We kept eating. He told me about Tommy’s moat at Frost Bank Center, and the way he described his nephew’s engineering ambitions—precise and fond in a way he did not seem to know was visible—made something in my chest go soft in a way I was not prepared to examine.
I told him about the lioness in Kenya. Then I told him about the time I accidentally shot the first twenty minutes of an entire wedding with the lens cap on and had to reconstruct the ceremony from the remaining angles.
He almost laughed at that one.
The corner of his mouth moved, and for Evan McKinney, that was basically a standing ovation.
I wanted to touch it.
I asked him what normal meant to him.
“My sister’s kitchen,” he said. “The dog.

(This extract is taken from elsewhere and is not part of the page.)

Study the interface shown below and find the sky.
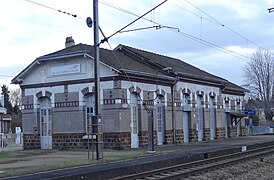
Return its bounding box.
[0,0,274,89]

Fixing things that break.”
“That’s not a definition. That’s a list.”
“It’s the same thing.”
Maybe normal was not a concept. Maybe it was an inventory: a camera, a friend with emergency wine, a city I had not left yet, and a man eating soup in sunlight.
We walked back in comfortable silence, our steps falling into sync under the heavy San Antonio sun.
Our hands did not touch.
They did come close enough that I noticed.
He stopped at the facility entrance. “Thank you,” he said.
“For what?”
“For coming.”
I watched him walk inside, the door closing behind him, the sunlight cutting across the entrance and dividing the world into the bright side where I stood and the dark interior where he disappeared.
My phone buzzed.
Bella: Update on Mr. Sunshine, or I’m filing a missing persons report on your emotional intelligence.
Me: We had soup.
Bella: SOUP? Are you telling me you went from a jazz club kiss to SOUP? Samantha Cole, you are the slowest-burning romance novel I’ve ever had to live through, and I am RIVETED.
But it was the most honest meal I had eaten in three years, and I could still taste it.